Scottish Daily Mail

Naismith: Ibrox chiefs tried to bully us to sign

- By JOHN McGARRY

STEVEN NAISMITH has claimed the Rangers hierarchy tried to ‘bully’ players into signing new deals following the club’s slump into insolvency in 2012.

The former Ibrox star has opened up on the tumultuous time at Ibrox when players began to consider their futures at the club amid the financial turmoil which led to administra­tion, liquidatio­n and the prospect of playing in the bottom tier.

Naismith says the club, then under the ownership of Craig Whyte, attempted to force their hands during discussion­s.

‘It was surreal, at the start,’ Naismith told The Lockdown

Tactics podcast. ‘I had just had a bad knee injury in October and everything started to unravel in the January.

‘It was surreal that this club had been so successful.
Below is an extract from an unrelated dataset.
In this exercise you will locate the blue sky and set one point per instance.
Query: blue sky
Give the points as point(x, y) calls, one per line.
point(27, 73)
Yes, players had come and gone, but you never really expected it to be the way it was.

‘Then it got to the point where it was as if they knew what was happening. But they’d come in one morning and be like: “We need an answer right now, what’s happening (with contracts)?”.

‘So I personally didn’t like the position they were putting us in, in terms of trying to push you and bully you into giving an answer that you didn’t want to give.

‘There was a group of us, Greegsy (Allan McGregor), myself, Davo (Steven Davis), Jig (Lee McCulloch) that would kind of stand up and say: “That’s not good enough”.

‘You’re a footballer trying to play the game but for 80 per cent of each week we were talking to administra­tors and the board or whoever was employed by the club to talk about everything but football. It was a terrible time.’

Naismith also told how players would only work twice a week on the training pitch amid the off-field issues, with rivals Celtic ultimately overcoming a massive points difference to land the Premiershi­p title.

He said: ‘In January, when it all kicked off, it was all: “We’re going to do X, Y and Z to get the club on a good footing. Nothing will change, we’ll move forward and everything will be plain sailing come the summer”.

‘We were 15 points clear at the top of the league at the time and after the administra­tion, as soon as that happened, the boys would train twice a week.

‘Then you’d go to a Saturday game and the results nosedived. It just got worse and worse, honestly.’